With that, the game’s tradition easily gets woven within the fabric of communities. In Montreal, given the French language culture and its minority status within North America, the pride of a team representing the community takes on an even more personal, somewhat religious identity.
My first NHL game attended as a fan was at age 9 at the Montreal Forum. The Hockey Reference website shows it was on Feb. 20, 1978, as Montreal beat the same Buffalo team it’s now playing in the second round of the playoffs by a 4-2 score.
Montreal lost only 10 games that season in winning their third of four straight championships. Future NHL coach Jacques Lemaire scored twice that night and was one of nine future Hall of Famers in the Canadiens lineup. The Sabres were pretty good as well, entering at 33-11-13 with a lineup that included two thirds of the fabled “French Connection” trio with Gilbert Perreault and Rene Robert – Rick Martin being out that night.
Not bad for a kid’s first game. What I remembered most, besides the Forum’s shiny seats, was how different the game looked live, being able to watch the entire play unfold and hear the crisp sounds of passes hitting sticks or shots deflecting off the boards.
I was also somewhat shocked at the sounds of visiting fans far behind me, a loud contingent of Sabres fans in the upper deck shouting, “Lets! Go! Buff-a-lo!” Which is, incidentally, the exact same thing I heard them chanting on TV this week when beating Montreal at home in Game 1.
Like I said, NHL fan bases have histories. And their behaviors don’t change much from generation to generation.
Our behaviors growing up were largely modeled on whatever the Canadiens were doing.
In high school and college in the 1980s, you never went out to bars or restaurants before 11 p.m. on a Saturday night because the lone, weekly televised 8 p.m. game on CBC was still ongoing. As an adult in the 1990s, you didn’t book vacation in May because that’s when the Canadiens might be playing for the title.
Everything in life seemed to revolve around the NHL.
My mother’s friend and my longtime bank teller and later branch manager from age 10 onward, Bonnie, was the daughter of former Canadiens forward Ken Mosdell, who played for their five-Cup dynasty of the late 1950s. The mother of longtime Bruins and Rangers defenseman, Carol Vadnais, worked the reservations stand for years at our favorite Chinese restaurant.

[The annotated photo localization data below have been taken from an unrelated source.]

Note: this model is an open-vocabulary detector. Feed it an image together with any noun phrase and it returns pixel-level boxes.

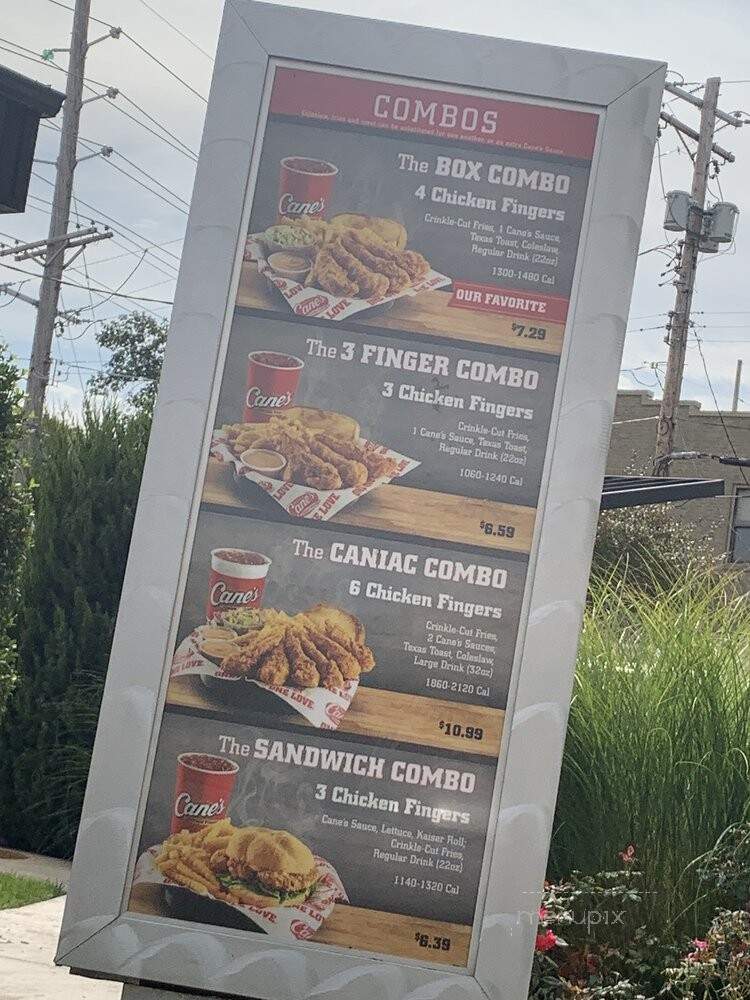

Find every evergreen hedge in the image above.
[0,405,149,857]
[0,347,31,721]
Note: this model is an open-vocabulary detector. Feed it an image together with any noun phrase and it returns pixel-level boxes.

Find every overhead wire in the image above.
[692,331,750,486]
[0,260,174,305]
[120,32,208,104]
[42,0,209,102]
[43,118,194,203]
[31,171,182,270]
[0,34,199,161]
[135,0,214,61]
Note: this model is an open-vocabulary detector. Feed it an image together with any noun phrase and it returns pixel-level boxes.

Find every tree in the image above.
[0,346,31,720]
[0,405,150,856]
[90,311,167,410]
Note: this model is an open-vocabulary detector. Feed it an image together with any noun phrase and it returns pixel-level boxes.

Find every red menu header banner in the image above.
[270,68,599,160]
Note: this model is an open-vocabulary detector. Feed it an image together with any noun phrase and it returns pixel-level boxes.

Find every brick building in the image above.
[607,390,750,562]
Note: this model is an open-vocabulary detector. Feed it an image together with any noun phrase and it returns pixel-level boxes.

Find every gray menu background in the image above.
[139,713,495,925]
[219,316,560,507]
[179,510,526,709]
[249,118,591,296]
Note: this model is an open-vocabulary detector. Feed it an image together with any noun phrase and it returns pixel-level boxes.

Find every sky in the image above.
[1,0,749,418]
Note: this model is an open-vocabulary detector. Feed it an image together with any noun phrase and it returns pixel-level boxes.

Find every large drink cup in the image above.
[244,351,304,423]
[171,752,239,834]
[206,548,271,621]
[277,156,338,221]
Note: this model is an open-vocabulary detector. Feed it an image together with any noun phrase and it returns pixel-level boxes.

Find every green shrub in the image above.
[530,865,669,999]
[550,569,750,939]
[530,825,750,998]
[0,347,31,721]
[0,404,149,856]
[592,503,714,595]
[660,909,750,998]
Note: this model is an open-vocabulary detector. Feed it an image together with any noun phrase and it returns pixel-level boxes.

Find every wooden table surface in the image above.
[202,458,536,556]
[129,883,471,967]
[167,675,504,757]
[237,262,564,355]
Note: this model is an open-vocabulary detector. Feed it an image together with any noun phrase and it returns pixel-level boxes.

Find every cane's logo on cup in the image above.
[174,791,226,820]
[171,753,239,834]
[209,579,262,607]
[245,386,294,412]
[278,193,326,217]
[277,156,338,223]
[244,351,304,424]
[206,548,271,621]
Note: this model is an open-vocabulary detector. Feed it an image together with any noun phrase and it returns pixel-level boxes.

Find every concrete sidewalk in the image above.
[0,848,72,888]
[0,895,122,1000]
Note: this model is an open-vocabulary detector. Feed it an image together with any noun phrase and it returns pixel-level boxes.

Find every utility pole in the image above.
[653,77,720,475]
[24,0,91,422]
[732,359,742,411]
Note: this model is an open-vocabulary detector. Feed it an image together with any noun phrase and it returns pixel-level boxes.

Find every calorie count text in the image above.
[410,620,498,700]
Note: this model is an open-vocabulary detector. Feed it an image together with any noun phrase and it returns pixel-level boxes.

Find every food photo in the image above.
[163,509,517,755]
[127,716,496,965]
[170,544,375,729]
[209,343,420,521]
[244,154,452,322]
[130,751,346,938]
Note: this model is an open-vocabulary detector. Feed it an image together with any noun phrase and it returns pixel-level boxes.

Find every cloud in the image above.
[2,0,748,414]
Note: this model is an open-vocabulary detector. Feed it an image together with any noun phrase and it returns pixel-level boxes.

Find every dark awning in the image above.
[0,64,65,117]
[601,475,724,509]
[0,64,64,214]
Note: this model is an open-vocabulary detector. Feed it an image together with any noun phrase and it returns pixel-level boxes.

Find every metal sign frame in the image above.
[55,4,665,999]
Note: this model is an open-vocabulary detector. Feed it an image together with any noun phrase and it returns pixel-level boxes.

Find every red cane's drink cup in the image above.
[206,548,271,621]
[171,752,239,834]
[244,351,304,423]
[277,156,338,221]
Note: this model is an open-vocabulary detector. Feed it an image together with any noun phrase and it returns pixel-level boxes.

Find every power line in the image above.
[0,260,174,304]
[80,237,183,268]
[43,117,196,191]
[108,91,198,161]
[0,36,199,162]
[113,151,190,207]
[42,0,209,101]
[135,0,214,61]
[45,0,110,28]
[693,331,750,486]
[95,153,189,215]
[31,171,182,268]
[120,31,208,104]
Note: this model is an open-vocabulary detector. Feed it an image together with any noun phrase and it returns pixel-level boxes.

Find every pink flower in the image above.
[535,929,558,953]
[618,844,636,864]
[538,906,548,921]
[687,938,708,961]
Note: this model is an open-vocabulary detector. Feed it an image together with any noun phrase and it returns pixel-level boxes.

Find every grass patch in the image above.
[550,568,750,939]
[0,871,64,910]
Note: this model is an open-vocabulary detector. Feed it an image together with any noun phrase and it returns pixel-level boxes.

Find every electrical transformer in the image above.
[663,189,691,231]
[707,201,739,243]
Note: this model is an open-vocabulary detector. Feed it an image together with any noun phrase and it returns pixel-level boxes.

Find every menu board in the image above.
[126,63,598,970]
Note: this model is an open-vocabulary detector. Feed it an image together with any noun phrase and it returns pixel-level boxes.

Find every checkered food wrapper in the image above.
[211,430,420,521]
[133,847,347,940]
[245,234,451,322]
[172,628,358,730]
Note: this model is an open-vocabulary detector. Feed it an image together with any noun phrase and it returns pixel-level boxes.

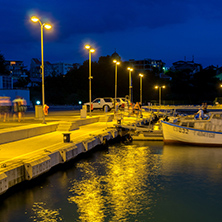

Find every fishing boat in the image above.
[161,112,222,146]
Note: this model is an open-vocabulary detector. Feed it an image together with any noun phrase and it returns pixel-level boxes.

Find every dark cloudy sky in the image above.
[1,0,222,68]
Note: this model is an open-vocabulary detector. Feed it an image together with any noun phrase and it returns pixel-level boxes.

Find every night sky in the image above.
[1,0,222,69]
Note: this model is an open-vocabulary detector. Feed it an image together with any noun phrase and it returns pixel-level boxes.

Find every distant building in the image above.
[30,58,78,77]
[30,58,54,78]
[171,60,202,74]
[5,60,27,79]
[214,66,222,80]
[0,76,13,89]
[111,51,121,61]
[30,58,41,78]
[53,62,77,75]
[128,58,165,72]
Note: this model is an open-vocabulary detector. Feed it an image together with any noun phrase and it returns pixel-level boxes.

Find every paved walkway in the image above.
[0,109,149,166]
[0,121,114,166]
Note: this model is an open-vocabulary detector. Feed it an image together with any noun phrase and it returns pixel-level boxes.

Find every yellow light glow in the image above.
[162,85,166,89]
[155,86,158,89]
[31,16,39,22]
[44,24,52,29]
[68,145,153,222]
[116,62,120,65]
[85,45,90,49]
[139,73,143,77]
[113,60,117,63]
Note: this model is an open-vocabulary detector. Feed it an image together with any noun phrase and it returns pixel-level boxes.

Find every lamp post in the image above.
[127,67,133,103]
[113,60,120,110]
[85,45,95,117]
[139,73,144,105]
[31,16,52,124]
[155,85,165,107]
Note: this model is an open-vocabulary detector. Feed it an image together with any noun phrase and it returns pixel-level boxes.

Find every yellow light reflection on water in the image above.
[30,202,62,221]
[68,163,105,222]
[68,144,163,221]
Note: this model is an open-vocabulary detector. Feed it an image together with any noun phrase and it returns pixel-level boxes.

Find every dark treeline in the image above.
[0,52,221,105]
[42,55,167,105]
[41,55,221,105]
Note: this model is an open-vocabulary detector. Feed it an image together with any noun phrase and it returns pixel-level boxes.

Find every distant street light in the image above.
[127,67,133,103]
[139,73,144,104]
[113,60,120,109]
[155,85,165,107]
[85,45,95,117]
[31,16,52,124]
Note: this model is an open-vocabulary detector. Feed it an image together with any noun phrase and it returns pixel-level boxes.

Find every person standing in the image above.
[13,97,23,122]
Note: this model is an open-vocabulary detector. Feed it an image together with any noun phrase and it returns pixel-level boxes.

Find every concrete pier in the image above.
[0,111,151,195]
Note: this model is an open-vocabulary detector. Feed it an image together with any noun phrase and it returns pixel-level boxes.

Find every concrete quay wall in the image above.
[0,127,119,195]
[0,123,59,145]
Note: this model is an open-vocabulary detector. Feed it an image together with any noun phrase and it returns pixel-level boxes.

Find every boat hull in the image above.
[161,121,222,146]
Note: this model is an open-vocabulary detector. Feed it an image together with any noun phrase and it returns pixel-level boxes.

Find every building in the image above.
[171,60,202,74]
[30,58,78,77]
[30,58,54,78]
[0,76,13,89]
[30,58,41,78]
[53,62,75,76]
[128,58,165,72]
[5,61,27,79]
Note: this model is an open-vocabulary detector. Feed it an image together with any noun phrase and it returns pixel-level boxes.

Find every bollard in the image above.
[62,133,71,143]
[117,119,121,125]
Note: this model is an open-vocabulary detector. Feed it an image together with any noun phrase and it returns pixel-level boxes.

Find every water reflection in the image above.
[162,145,222,181]
[30,202,62,221]
[2,142,222,221]
[68,143,163,222]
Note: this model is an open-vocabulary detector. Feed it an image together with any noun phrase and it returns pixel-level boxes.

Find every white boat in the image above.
[161,112,222,146]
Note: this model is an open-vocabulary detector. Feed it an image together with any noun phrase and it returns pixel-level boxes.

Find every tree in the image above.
[0,52,8,75]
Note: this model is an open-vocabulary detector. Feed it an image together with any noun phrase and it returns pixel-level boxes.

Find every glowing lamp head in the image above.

Our home in Laval was a few blocks from where local junior hockey star and New York Islanders Hall of Famer Mike Bossy lived. We even shared the same orthodontist. The first junior game I attended with standing room tickets at ice level, Mario Lemieux scored six goals and added five assists in a 16-4 win for our Laval Voisins.
My mother took me to a preseason game where some third stringer named Patrick Roy was suiting up in goal for the Canadiens fresh out of junior hockey before he’d ever played even an AHL contest. My father took me to a game against the Winnipeg Jets where Guy Lafleur notched his 1,000th career point, then saluted the crowd from the bench during a standing ovation and had a photographer snap an iconic photo of him with a 15-year-old Mario Lemieux applauding right behind him as a fan in the stands.
A few years later, my buddies and I paid our way into standing room for Game 7 of a second-round playoff series where I watched future Kraken coach Lane Lambert skating around as a member of the Quebec Nordiques. Lambert is still upset about the officiating in that series won by Montreal, and I can’t say I blame him.